La société CNP Assurances objecte que l'accident dont a été victime M. [U] en janvier 2015 lui a provoqué une lombosciatique et que la cause du sinistre entre dans le champ de l'exclusion énoncée à l'article 12 précité.
À titre subsidiaire, elle souligne que M. [U] ne rapporte pas la preuve d'une incapacité totale de travail au regard des dispositions contractuelles.
Elle fait observer que si M. [U] a été reconnu travailleur handicapé, elle n'est tenue que par les termes du contrat, et qu'une attestation médicale établissait qu'il pouvait reprendre une activité professionnelle en juin 2015.
Les appelants ne produisent pas l'arrêt de travail de M. [U] ; ils versent aux débats un document médical mentionnant qu'il présente depuis janvier 2015 une lombosciatique S1 droite sur hernie discale, un courrier de l'assureur faisant référence à un arrêt de travail du 22 mars 2015, ainsi qu'une décision de reconnaissance du statut de travailleur handicapé pour la période du 30 août 2016 au 31 janvier 2017.
Il n'est produit devant la cour aucune pièce probante relativement à l'incapacité totale de travail alléguée, la reconnaissance du statut de travailleur handicapé étant en septembre 2016 étant inopérante sur ce point.
L'affection dont souffre M. [U] correspond à une atteinte discale et ses complications neuromusculaires, atteinte visée par la clause d'exclusion litigieuse. Les époux [U] ne justifient par aucun élément que la garantie trouverait à s'appliquer en l'espèce.
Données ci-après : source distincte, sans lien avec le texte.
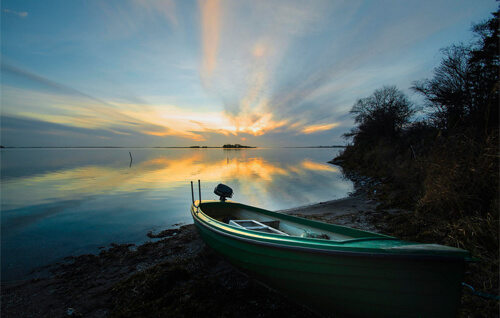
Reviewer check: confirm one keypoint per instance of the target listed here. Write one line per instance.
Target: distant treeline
(439, 159)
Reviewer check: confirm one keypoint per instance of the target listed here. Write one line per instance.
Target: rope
(480, 294)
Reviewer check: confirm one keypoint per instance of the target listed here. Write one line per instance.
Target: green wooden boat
(334, 270)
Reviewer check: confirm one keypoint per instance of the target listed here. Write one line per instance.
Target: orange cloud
(311, 129)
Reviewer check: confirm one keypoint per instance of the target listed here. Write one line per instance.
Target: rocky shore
(175, 274)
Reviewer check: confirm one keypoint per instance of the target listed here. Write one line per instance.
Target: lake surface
(61, 202)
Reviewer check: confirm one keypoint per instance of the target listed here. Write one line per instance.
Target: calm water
(60, 202)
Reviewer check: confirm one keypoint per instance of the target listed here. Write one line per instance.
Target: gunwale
(368, 244)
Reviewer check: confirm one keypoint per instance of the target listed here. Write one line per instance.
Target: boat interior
(257, 220)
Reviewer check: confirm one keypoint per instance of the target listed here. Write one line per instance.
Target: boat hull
(343, 284)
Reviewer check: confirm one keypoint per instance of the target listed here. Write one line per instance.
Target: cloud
(210, 23)
(22, 14)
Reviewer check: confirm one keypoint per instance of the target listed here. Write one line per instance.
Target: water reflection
(60, 202)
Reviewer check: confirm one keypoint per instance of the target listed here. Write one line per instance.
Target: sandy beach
(174, 274)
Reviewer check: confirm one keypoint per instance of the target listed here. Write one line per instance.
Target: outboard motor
(223, 191)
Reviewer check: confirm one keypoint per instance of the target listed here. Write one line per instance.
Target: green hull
(361, 277)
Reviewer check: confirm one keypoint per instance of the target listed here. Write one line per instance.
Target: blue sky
(181, 73)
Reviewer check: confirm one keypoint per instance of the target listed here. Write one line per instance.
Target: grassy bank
(442, 165)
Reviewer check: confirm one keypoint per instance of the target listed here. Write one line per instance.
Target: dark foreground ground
(177, 275)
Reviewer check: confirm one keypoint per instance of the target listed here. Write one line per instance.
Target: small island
(231, 146)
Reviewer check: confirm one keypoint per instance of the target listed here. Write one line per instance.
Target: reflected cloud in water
(71, 206)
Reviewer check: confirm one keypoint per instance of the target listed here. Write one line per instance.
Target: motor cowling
(223, 191)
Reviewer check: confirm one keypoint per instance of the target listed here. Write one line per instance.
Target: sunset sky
(181, 73)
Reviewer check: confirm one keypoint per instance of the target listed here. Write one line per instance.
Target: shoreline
(178, 266)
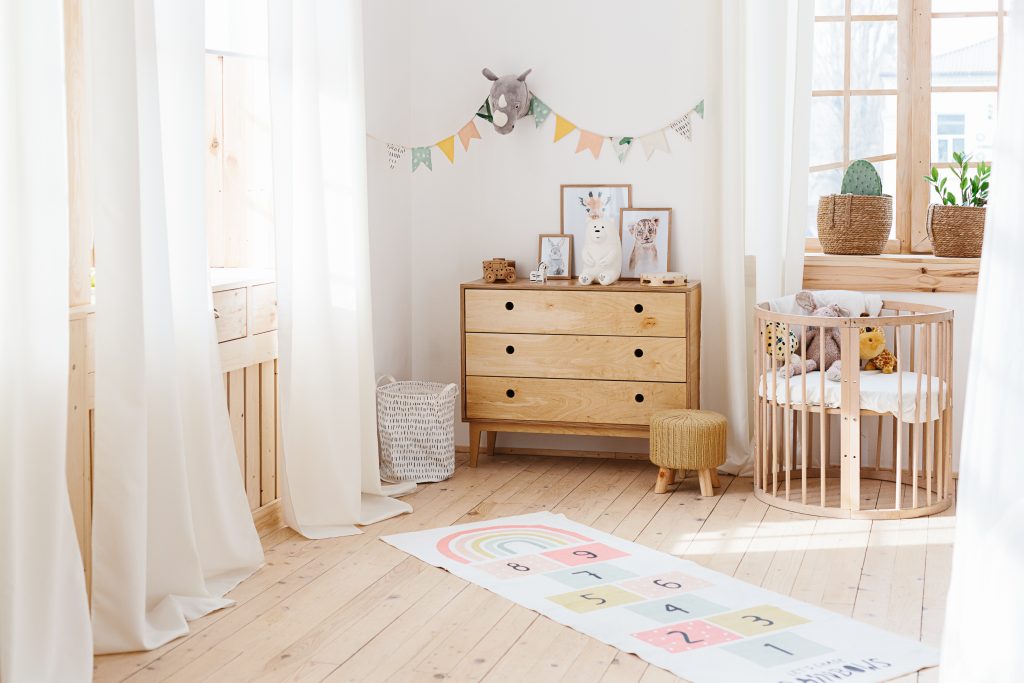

La cour confirme le jugement qui rejette la demande de prise en charge des échéances de prêt au titre de la garantie incapacité totale de travail.
- sur la demande de dommages et intérêts pour préjudice moral
Les époux [U] ne peuvent utilement invoquer leurs vaines démarches auprès de leur assureur pour obtenir une prise en charge des échéances de leurs prêts pour prétendre à réparation d'un préjudice, qu'au demeurant ils ne caractérisent par aucune pièce, alors que le bien fondé de la position de l'assureur est admis par la cour, et qu'ainsi le refus de la société CNP assurances ne peut être considéré comme abusif.
Le jugement est confirmé en ce qu'il rejette cette demande indemnitaire.
- sur les frais irrépétibles et les dépens
La cour confirme les dispositions du jugement sur ce point. Les appelants qui succombent supporteront les dépens d'appel.
M. et Mme [U] sont bénéficiaires de l'aide juridictionnelle. L'équité ne commande pas de faire application des dispositions de l'article 700 du code de procédure civile en l'espèce. Les demandes de ce chef sont rejetées.
PAR CES MOTIFS
La cour, statuant publiquement, contradictoirement et par mise à disposition au greffe :
Confirme le jugement déféré en toutes ses dispositions ;
Y ajoutant,
Déboute les parties de leurs demandes présentées sur le fondement de l'article 700 du code de procédure civile ;
Condamne M. [J] [U] et à Mme [O] [U] aux dépens d'appel.